When you build SaaS for small businesses, the first architectural decision quietly decides your next two years: how do tenants share infrastructure without ever seeing each other's data?
For Basiq — a platform that runs a restaurant's menu, bookings, and accounting — I made that call early. Here is the reasoning.
The three ways to isolate a tenant
- Database per tenant — strongest isolation, painful to migrate and operate at scale.
- Schema per tenant — a middle ground, still heavy once you have hundreds.
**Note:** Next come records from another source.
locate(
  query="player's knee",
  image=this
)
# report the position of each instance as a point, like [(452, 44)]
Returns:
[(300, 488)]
- Shared schema, tenant column — one database, a
tenant_idon every row.
For a product aimed at thousands of small venues, option three is the only one that
stays operable. The risk is obvious: one missing where tenant_id = ? and a café in
one city sees another's orders.
Make isolation impossible to forget
The fix is to never rely on a developer remembering. Isolation belongs in one place, enforced automatically:
// Every query is scoped by a global trait — you cannot opt out by accident.
trait BelongsToTenant
{
protected static function bootBelongsToTenant(): void
{
static::addGlobalScope('tenant', function ($query) {
$query->where('tenant_id', Tenant::currentId());
});
static::creating(function ($model) {
$model->tenant_id ??= Tenant::currentId();
});
}
}
What this unlocked for the product
With isolation as a default, modules (menu, booking, accounting) can ship independently without inventing a new tenancy story each time. The product grows by composition — not by rewriting the core every quarter.
That is the real win of a multi-tenant core: not clever SQL, but a product that can keep shipping while staying safe.